BI Rate Naik, Bank Indonesia Sebut Investor Asing Kembali Lirik Pasar Indonesia
Bank Indonesia melaporkan investor asing mulai kembali berinvestasi di SRBI dan SBN setelah kenaikan BI Rate menjadi 5,5 persen.
Bank Indonesia (BI) menginformasikan bahwa investor asing mulai kembali berinvestasi di pasar keuangan dalam negeri setelah bank sentral menaikkan suku bunga acuan atau BI Rate menjadi 5,50 persen. Respons positif dari investor ini berkontribusi pada penguatan nilai tukar rupiah terhadap dolar Amerika Serikat (AS).
Kepala Departemen Komunikasi Bank Indonesia, Ramdan Denny Prakoso, menyatakan bahwa penguatan dalam bauran kebijakan moneter yang diambil oleh BI, termasuk kenaikan BI Rate dan meningkatnya imbal hasil Sekuritas Rupiah Bank Indonesia (SRBI) serta Surat Berharga Negara (SBN), telah mendapat sambutan baik dari pelaku pasar global.
"Pasca kenaikan BI-Rate menjadi 5,50 persen, serta penguatan imbal hasil SRBI dan SBN, investor asing merespons positif penguatan bauran kebijakan tersebut," ungkap Ramdan dalam keterangan tertulis, Jumat (12/6).
Menurutnya, respons positif ini terlihat dari meningkatnya aliran dana asing ke instrumen SRBI setelah pelaksanaan lelang SRBI pada 10 Juni 2026. Selain itu, investor asing juga mulai kembali melakukan pembelian di pasar SBN, terutama untuk surat utang pemerintah dengan tenor pendek hingga menengah.
Masuknya modal asing ke pasar keuangan domestik menjadi sinyal positif di tengah tingginya ketidakpastian pasar global akibat tekanan geopolitik dan dinamika kebijakan moneter dari berbagai bank sentral di dunia.
Rupiah Menguat
Bank Indonesia mengamati bahwa meningkatnya minat investor asing terhadap instrumen keuangan domestik berdampak positif pada pergerakan nilai tukar rupiah. Ramdan menyatakan bahwa seiring dengan bertambahnya aliran modal asing, nilai tukar rupiah terus menunjukkan penguatan terhadap dolar AS.
"Sejalan dengan perkembangan tersebut, nilai tukar Rupiah terhadap dolar AS terus mengalami penguatan dan kembali berada di bawah level Rp 18.000 per dolar AS," ujarnya. Penguatan rupiah ini menjadi perhatian pasar setelah sebelumnya mata uang Garuda mengalami tekanan akibat penguatan dolar AS serta meningkatnya ketidakpastian global.
Kenaikan BI Rate sebesar 25 basis poin menjadi 5,50 persen dianggap sebagai langkah strategis untuk menjaga stabilitas nilai tukar dan meningkatkan daya tarik aset keuangan domestik di mata investor global.
Selain suku bunga yang lebih tinggi, kenaikan imbal hasil SRBI dan SBN juga berkontribusi pada peningkatan minat investor asing untuk kembali menempatkan dananya di Indonesia.
Bank Indonesia Jaga Stabilitas Rupiah
Bank Indonesia berkomitmen untuk terus memantau perkembangan pasar keuangan baik global maupun domestik demi menjaga stabilitas sistem keuangan serta nilai tukar rupiah.

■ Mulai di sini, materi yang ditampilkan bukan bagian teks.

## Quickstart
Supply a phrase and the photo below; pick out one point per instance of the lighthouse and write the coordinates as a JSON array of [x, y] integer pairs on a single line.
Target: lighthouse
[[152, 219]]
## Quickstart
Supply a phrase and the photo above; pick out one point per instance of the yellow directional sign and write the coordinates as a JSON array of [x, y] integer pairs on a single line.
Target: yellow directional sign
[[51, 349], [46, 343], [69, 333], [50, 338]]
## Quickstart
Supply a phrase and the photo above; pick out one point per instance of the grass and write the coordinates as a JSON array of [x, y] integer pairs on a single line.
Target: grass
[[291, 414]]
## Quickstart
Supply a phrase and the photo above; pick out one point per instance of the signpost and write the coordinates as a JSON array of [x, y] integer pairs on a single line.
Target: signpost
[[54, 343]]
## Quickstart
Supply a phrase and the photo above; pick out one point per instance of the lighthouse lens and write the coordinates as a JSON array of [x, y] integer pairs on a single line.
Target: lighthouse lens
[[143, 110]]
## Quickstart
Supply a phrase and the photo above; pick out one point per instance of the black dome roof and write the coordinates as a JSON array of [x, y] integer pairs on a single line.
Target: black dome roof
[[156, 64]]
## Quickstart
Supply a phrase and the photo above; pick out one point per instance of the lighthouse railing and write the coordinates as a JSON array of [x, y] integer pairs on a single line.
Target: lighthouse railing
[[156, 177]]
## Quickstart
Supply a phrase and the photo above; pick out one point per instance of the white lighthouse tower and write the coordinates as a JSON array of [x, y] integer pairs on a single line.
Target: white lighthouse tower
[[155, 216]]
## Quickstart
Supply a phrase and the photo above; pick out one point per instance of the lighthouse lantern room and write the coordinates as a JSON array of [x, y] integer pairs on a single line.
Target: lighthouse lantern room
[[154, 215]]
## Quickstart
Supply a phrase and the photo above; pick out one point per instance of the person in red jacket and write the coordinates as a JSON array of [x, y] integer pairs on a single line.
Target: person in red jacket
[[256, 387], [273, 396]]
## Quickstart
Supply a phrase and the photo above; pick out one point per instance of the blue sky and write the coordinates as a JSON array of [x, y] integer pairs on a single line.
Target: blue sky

Ramdan menegaskan bahwa BI akan berupaya mempertahankan daya tarik instrumen keuangan domestik agar aliran masuk modal asing dapat terus terjaga.
"Bank Indonesia akan terus mencermati perkembangan pasar keuangan global dan domestik serta menjaga daya tarik instrumen keuangan domestik guna mendukung aliran masuk modal asing," katanya. Selain itu, BI juga akan melanjutkan langkah-langkah stabilisasi nilai tukar rupiah secara konsisten dan terukur.
Upaya tersebut dilakukan melalui intervensi di pasar Non Deliverable Forward (NDF) offshore, serta transaksi spot dan Domestic Non Deliverable Forward (DNDF) di pasar domestik. Dengan langkah-langkah ini, Bank Indonesia berharap dapat menciptakan lingkungan yang kondusif bagi investasi dan pertumbuhan ekonomi.
tabilitas nilai tukar yang terjaga akan memberikan kepercayaan kepada investor, baik domestik maupun asing, untuk melakukan investasi di Indonesia. Hal ini menjadi penting agar perekonomian nasional tetap tumbuh meskipun dalam kondisi yang tidak menentu di pasar global.